While the majority of soccer parents don’t fall into that category, it’s essential to keep the troublesome minority to a minimum.

Why do some parents succumb to such verbally aggressive tactics? One seasoned soccer coach believes there’s a certain sense of entitlement on the part of those who were their children’s first coaches.

“When kids in the four-to six-year-old range need direction when learning to play, they usually get it from parent coaches,” says Jim Homan, head soccer coach at the College of St. Mary and a 20-year veteran of coaching soccer. “Once they turn over that role to others, when their kids are older, it’s hard to let go. They still want to do it later, but that undermines the current coach’s authority.”

Homan says it’s not just parents of younger players who need reminders about soccer etiquette: he’s seen parents of high school and college level soccer players get into verbal melees on the soccer sidelines, too.
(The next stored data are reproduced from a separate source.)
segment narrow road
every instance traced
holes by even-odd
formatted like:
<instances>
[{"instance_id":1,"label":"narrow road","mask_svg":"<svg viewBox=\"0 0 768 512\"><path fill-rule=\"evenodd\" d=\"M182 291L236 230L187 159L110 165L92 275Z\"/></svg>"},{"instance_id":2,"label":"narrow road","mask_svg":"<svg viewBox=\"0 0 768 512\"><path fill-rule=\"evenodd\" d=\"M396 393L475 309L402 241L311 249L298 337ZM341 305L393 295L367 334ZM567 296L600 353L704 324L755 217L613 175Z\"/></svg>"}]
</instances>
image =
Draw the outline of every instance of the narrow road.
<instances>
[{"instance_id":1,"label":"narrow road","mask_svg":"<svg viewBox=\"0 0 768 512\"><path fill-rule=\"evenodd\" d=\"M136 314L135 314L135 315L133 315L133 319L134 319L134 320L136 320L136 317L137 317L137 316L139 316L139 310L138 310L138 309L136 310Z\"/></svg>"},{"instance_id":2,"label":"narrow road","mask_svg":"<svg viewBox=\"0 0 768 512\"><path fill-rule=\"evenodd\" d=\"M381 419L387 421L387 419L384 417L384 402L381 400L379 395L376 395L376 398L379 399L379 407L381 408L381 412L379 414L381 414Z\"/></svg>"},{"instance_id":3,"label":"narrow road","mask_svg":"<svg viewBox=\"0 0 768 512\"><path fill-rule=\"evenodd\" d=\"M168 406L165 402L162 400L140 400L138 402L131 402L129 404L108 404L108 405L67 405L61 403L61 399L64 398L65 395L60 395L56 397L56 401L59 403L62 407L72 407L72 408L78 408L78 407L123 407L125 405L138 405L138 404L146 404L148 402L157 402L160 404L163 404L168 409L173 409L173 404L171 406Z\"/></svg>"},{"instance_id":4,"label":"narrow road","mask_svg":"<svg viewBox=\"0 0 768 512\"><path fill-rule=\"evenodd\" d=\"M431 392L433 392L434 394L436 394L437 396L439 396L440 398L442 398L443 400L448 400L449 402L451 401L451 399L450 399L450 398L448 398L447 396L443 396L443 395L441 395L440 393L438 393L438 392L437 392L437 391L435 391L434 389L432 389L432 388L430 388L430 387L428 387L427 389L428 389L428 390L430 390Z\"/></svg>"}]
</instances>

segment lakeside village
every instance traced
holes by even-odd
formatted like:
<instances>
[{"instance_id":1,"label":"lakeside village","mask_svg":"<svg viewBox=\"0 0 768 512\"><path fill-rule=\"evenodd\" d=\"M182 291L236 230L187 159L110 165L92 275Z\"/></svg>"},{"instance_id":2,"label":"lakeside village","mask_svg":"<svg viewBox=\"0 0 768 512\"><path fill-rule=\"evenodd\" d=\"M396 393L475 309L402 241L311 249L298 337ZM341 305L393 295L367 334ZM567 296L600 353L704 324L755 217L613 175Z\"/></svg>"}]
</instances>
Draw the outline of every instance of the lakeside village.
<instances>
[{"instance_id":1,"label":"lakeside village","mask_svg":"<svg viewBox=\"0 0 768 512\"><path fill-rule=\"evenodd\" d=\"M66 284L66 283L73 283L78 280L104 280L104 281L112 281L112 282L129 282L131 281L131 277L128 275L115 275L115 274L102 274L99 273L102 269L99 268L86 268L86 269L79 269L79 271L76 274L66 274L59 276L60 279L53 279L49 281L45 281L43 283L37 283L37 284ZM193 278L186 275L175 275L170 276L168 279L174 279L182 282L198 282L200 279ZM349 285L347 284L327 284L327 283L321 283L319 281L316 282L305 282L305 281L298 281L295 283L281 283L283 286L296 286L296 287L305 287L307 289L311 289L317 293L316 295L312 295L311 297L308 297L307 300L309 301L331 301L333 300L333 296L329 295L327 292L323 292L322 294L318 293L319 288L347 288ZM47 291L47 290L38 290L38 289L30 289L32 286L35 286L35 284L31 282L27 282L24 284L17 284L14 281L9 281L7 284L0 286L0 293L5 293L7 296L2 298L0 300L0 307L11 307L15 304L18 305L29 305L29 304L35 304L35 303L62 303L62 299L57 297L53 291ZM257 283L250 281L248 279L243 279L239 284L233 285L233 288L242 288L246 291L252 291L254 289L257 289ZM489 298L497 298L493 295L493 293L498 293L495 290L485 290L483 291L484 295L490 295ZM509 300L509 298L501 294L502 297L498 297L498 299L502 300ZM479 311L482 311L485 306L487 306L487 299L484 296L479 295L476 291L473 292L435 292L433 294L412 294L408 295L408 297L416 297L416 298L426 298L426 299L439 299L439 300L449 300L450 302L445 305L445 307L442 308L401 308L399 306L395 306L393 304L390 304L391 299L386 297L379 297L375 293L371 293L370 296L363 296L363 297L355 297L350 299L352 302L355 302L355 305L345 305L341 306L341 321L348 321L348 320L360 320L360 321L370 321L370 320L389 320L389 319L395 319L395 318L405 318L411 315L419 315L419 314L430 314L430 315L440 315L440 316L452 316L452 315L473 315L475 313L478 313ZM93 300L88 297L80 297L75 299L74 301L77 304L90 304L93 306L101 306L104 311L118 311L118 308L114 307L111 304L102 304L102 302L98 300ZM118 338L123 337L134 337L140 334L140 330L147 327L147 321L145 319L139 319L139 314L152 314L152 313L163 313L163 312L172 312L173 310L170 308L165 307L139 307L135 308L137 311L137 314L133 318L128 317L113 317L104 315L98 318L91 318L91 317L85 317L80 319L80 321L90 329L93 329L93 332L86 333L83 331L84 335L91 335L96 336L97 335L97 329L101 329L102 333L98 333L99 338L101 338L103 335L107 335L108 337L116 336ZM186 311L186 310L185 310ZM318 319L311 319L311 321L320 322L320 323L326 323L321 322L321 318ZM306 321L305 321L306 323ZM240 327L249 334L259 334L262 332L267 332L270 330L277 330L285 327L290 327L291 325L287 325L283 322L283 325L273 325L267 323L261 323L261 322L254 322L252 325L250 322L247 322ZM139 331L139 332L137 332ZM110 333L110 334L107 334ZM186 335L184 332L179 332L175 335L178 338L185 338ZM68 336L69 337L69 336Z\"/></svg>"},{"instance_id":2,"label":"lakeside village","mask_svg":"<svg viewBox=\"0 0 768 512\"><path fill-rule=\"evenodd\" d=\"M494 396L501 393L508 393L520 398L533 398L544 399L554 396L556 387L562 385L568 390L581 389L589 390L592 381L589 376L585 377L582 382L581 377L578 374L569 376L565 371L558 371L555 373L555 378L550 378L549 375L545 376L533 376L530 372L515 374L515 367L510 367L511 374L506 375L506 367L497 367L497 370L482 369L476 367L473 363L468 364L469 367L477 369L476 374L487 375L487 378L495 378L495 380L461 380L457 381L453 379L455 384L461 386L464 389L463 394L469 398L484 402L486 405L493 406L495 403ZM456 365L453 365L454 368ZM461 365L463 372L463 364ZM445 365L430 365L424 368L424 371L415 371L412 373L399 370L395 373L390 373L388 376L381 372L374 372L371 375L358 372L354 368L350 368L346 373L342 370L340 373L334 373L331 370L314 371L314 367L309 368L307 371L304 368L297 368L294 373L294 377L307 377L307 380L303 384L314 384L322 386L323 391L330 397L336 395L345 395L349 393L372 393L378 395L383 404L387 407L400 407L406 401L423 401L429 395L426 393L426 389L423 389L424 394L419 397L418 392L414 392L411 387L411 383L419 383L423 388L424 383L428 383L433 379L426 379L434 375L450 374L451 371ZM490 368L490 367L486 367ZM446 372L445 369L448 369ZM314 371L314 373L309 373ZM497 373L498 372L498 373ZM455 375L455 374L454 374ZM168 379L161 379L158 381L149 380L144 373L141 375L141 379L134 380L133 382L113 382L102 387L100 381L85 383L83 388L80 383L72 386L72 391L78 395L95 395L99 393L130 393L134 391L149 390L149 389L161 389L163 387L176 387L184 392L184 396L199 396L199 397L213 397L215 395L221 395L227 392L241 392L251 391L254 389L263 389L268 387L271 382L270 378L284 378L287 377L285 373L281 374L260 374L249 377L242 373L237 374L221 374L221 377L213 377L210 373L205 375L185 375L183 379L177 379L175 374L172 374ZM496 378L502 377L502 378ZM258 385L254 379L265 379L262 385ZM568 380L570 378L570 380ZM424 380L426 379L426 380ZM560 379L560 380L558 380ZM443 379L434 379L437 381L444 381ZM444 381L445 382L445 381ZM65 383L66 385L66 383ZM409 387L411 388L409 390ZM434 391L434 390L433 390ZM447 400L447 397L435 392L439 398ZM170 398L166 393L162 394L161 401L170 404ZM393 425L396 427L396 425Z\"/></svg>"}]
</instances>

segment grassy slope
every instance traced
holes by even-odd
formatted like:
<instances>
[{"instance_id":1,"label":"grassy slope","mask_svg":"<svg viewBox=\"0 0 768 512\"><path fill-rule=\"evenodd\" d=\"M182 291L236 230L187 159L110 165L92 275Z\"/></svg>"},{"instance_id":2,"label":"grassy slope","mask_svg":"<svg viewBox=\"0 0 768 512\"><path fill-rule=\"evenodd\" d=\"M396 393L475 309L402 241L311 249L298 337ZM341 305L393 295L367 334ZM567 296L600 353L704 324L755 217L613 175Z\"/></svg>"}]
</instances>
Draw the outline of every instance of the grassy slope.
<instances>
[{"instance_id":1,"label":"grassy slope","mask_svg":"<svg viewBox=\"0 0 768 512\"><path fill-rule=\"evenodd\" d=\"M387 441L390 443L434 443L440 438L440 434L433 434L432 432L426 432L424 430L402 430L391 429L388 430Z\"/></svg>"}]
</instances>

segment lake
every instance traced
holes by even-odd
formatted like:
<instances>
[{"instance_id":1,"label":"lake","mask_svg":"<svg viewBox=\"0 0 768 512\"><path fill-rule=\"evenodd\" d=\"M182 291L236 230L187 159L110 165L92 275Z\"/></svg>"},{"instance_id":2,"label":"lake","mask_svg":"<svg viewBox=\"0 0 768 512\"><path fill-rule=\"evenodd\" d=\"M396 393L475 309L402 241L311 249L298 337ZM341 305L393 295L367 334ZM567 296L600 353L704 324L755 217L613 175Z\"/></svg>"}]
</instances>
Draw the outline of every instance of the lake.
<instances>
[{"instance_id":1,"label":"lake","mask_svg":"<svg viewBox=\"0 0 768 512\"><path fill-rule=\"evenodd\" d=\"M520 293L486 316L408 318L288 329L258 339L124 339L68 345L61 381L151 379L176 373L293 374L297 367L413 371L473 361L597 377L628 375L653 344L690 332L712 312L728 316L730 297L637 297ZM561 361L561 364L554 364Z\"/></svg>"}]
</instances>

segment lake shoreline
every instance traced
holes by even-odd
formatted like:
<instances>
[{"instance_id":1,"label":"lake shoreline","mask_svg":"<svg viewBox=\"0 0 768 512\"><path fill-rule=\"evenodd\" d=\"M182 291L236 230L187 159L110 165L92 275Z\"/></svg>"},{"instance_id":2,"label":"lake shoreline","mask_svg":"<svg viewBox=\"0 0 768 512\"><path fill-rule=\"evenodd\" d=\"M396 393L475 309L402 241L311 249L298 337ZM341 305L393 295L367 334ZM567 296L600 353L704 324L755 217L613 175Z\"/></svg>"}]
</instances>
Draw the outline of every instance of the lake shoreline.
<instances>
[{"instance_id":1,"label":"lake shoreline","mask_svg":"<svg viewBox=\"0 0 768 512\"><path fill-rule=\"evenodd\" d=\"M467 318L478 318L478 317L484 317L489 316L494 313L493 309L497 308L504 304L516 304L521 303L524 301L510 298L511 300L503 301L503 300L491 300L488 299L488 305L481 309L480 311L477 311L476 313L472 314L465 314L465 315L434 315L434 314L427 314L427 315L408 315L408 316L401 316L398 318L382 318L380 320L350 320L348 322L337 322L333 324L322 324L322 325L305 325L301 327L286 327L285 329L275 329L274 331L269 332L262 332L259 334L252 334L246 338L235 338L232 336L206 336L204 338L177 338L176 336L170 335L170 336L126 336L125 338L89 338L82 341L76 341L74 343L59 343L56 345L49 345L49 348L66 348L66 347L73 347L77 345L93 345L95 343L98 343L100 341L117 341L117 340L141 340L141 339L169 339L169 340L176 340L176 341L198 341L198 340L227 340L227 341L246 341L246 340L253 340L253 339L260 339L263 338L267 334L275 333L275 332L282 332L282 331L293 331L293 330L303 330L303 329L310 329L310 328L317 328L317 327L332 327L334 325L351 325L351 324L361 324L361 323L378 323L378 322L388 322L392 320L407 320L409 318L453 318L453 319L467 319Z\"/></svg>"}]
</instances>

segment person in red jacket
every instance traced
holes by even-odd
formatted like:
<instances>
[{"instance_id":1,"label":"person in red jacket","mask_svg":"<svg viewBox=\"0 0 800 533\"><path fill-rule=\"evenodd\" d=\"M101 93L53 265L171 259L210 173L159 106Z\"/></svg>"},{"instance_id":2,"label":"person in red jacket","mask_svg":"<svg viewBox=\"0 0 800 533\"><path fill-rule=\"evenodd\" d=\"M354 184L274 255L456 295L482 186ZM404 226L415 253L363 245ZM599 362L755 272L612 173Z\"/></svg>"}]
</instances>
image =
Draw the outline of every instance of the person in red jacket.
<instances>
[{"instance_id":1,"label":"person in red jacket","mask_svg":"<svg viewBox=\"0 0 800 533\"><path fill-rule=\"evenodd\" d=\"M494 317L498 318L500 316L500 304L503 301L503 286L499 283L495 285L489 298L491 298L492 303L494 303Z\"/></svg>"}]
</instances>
Soccer players of all ages resent such behavior, Homan says, but more importantly, it keeps players from trying to figure the game out on their own and undermines their self-confidence.

So, what advice do these two soccer pros have to offer to make this season pleasurable for players and parents alike?

  1. Adopt a zero-tolerance policy for negative comments. “Coaches should make it clear from the start of the season that certain behavior is not acceptable. If you can’t stay positive or stay quiet, you’re not welcome on the field,” says Homan.
  2. If you’ve got a beef with the coach, save it for later. Parents might have some legitimate comments to offer, but it’s better to save them for after the game.
  3. Don’t force your child to talk about their team or their recent game if they’re not ready. Tobin says she learned the hard way that it’s easier to have a productive conversation with her daughter about soccer if she waits for her to bring it up.
  4. If you think you might be a “back-seat coach,” try staying quiet for one game and listen to the other parents. This can give you a sense of what second-guessing does to young players and also how it makes you feel as a parent if others are criticizing your child.
  5. Be there as a parent to acknowledge your child’s efforts, not just their achievements. Weekend soccer is supposed to be about having fun, getting exercise and learning how to work as a team.